Agent Session Token Expires Mid-Task — Silent 401 Failures

Symptom

Agent runs for 45 minutes then suddenly gets 401 Unauthorized errors
Task progress is lost — no recovery, user must start over
Error message: {"error": "token_expired"} but agent treats it as a generic failure
Agent retries the same request 3 times, all fail with 401, then gives up
Multi-step task that takes 2 hours fails reliably after the first hour
Access token was valid at task start but OAuth tokens expire in 3600 seconds

Root Cause

OAuth access tokens are short-lived by design — typically 1 hour.
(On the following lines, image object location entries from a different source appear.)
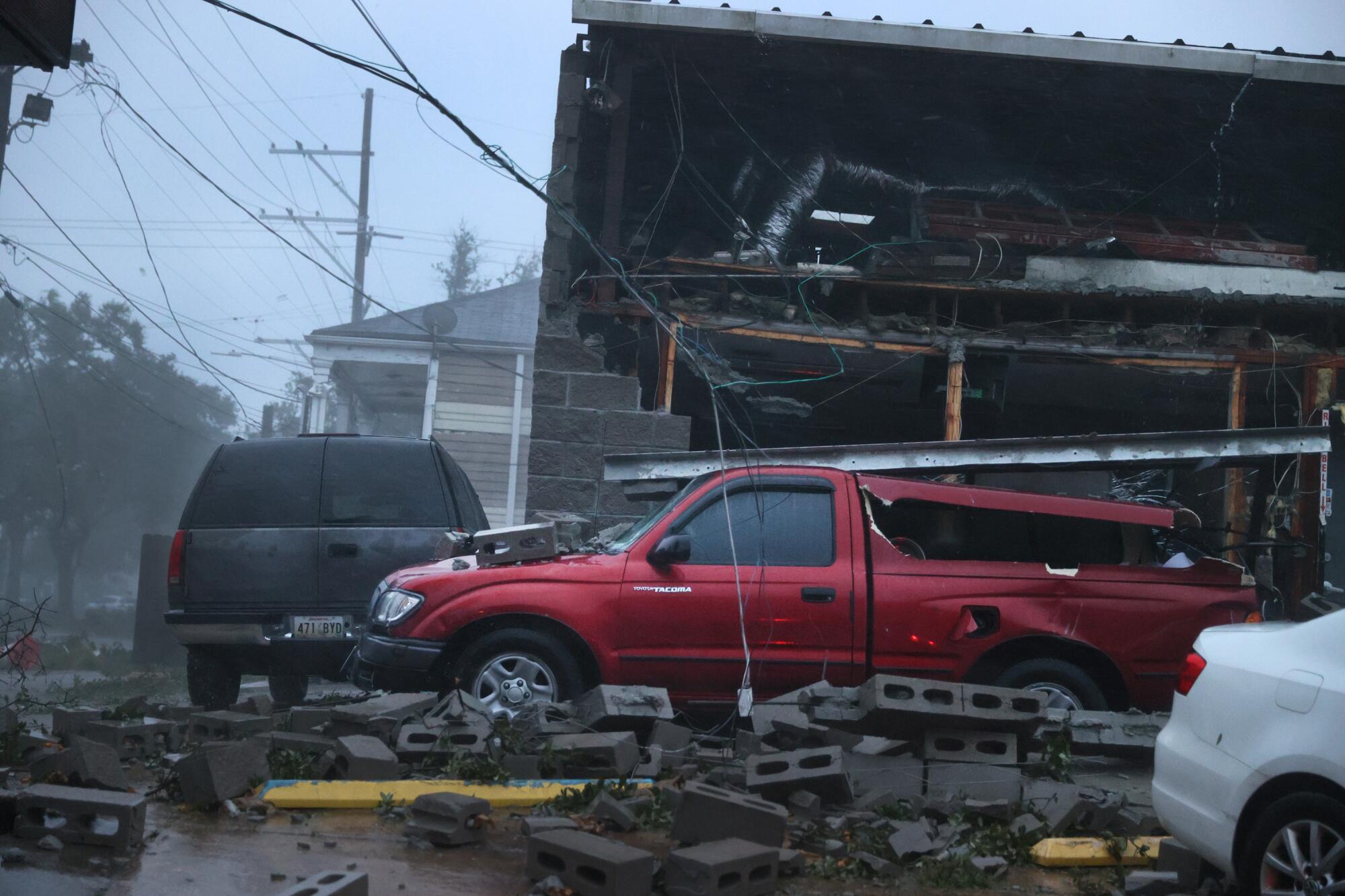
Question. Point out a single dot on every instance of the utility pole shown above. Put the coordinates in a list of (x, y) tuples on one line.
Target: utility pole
[(364, 233)]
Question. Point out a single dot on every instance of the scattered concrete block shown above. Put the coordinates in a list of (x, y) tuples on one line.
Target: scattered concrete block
[(132, 739), (362, 758), (449, 819), (81, 815), (599, 755), (611, 810), (84, 763), (1179, 858), (592, 865), (623, 708), (309, 719), (731, 866), (209, 776), (69, 721), (966, 745), (778, 775), (332, 884), (903, 776), (537, 823), (227, 724), (1152, 883), (1129, 735), (956, 780), (712, 813)]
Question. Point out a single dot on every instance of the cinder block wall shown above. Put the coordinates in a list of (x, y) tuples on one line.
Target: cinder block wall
[(582, 412)]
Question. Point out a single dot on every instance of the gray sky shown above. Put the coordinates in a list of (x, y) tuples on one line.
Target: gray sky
[(494, 63)]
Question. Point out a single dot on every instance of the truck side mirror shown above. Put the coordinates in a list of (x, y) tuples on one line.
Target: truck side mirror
[(672, 549)]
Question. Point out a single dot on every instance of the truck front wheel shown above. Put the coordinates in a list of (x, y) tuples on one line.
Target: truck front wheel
[(212, 682), (513, 667)]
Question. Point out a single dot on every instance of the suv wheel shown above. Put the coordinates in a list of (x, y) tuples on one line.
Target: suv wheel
[(289, 689), (1063, 685), (212, 682), (1297, 846), (514, 667)]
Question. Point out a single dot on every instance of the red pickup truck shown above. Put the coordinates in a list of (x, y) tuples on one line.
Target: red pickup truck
[(841, 576)]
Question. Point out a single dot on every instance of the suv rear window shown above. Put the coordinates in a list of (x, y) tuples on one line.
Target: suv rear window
[(270, 482), (383, 482)]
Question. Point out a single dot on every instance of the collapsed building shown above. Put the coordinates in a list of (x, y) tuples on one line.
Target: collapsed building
[(829, 232)]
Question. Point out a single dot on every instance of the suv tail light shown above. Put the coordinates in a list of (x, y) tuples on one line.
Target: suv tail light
[(1190, 673), (176, 557)]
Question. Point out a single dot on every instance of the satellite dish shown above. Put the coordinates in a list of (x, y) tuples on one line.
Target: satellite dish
[(440, 318)]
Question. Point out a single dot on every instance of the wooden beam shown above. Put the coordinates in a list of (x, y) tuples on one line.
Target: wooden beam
[(1235, 483), (953, 400)]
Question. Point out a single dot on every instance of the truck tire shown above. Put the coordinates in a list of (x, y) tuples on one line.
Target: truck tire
[(1066, 685), (513, 667), (289, 689), (212, 682)]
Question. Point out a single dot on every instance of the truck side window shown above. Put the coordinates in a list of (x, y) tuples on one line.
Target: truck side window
[(271, 482), (771, 528), (372, 482), (953, 532)]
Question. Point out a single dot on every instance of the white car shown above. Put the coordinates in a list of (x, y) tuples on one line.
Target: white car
[(1250, 771)]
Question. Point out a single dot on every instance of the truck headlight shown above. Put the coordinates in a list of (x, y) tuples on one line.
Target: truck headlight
[(396, 606)]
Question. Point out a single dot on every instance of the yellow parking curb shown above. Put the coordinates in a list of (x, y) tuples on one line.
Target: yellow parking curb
[(368, 794), (1094, 852)]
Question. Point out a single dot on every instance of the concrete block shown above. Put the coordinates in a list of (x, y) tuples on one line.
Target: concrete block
[(722, 868), (954, 780), (513, 544), (364, 758), (81, 815), (72, 721), (605, 392), (84, 763), (598, 755), (449, 819), (966, 745), (623, 708), (821, 771), (225, 724), (536, 825), (333, 883), (903, 776), (591, 865), (1152, 883), (712, 813), (1179, 858), (570, 424), (209, 776), (132, 739), (309, 719)]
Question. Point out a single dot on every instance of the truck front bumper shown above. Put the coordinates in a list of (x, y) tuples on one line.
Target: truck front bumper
[(395, 663)]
Long-running agent tasks that acquire a token at startup and never refresh it will eventually receive 401 errors. Most retry logic doesn’t distinguish between transient 5xx errors (retry) and auth failures (refresh token, then retry). Without token refresh logic, the agent cannot recover from expiry. The refresh token, which has a much longer TTL, is often available but unused.

Fix

Option 1: Proactive token refresh before expiry

import time
import httpx
import os
from dataclasses import dataclass

@dataclass
class OAuthToken:
    access_token: str
    refresh_token: str
    expires_at: float  # Unix timestamp
    token_type: str = "Bearer"

    @property
    def is_expired(self) -> bool:
        return time.time() >= self.expires_at

    @property
    def expires_in(self) -> float:
        return max(0.0, self.expires_at - time.time())

    @property
    def should_refresh(self) -> bool:
        """Refresh when less than 5 minutes remain"""
        return self.expires_in < 300

class TokenManager:
    """
    Manages OAuth tokens with automatic proactive refresh.
    Refreshes before expiry — never lets the token expire during active use.
    """

    def __init__(self, token_url: str, client_id: str, client_secret: str):
        self.token_url = token_url
        self.client_id = client_id
        self.client_secret = client_secret
        self._token: OAuthToken | None = None
        self._refreshing = False

    def set_initial_token(
        self, access_token: str, refresh_token: str, expires_in: int
    ):
        """Call this after initial OAuth flow"""
        self._token = OAuthToken(
            access_token=access_token,
            refresh_token=refresh_token,
            expires_at=time.time() + expires_in
        )
        print(f"Token set — expires in {expires_in}s ({expires_in//60}m)")

    async def get_valid_token(self) -> str:
        """
        Get a valid access token — refreshes automatically if needed.
        Call this before every API request instead of caching the token string.
        """
        if self._token is None:
            raise RuntimeError("No token set — call set_initial_token() first")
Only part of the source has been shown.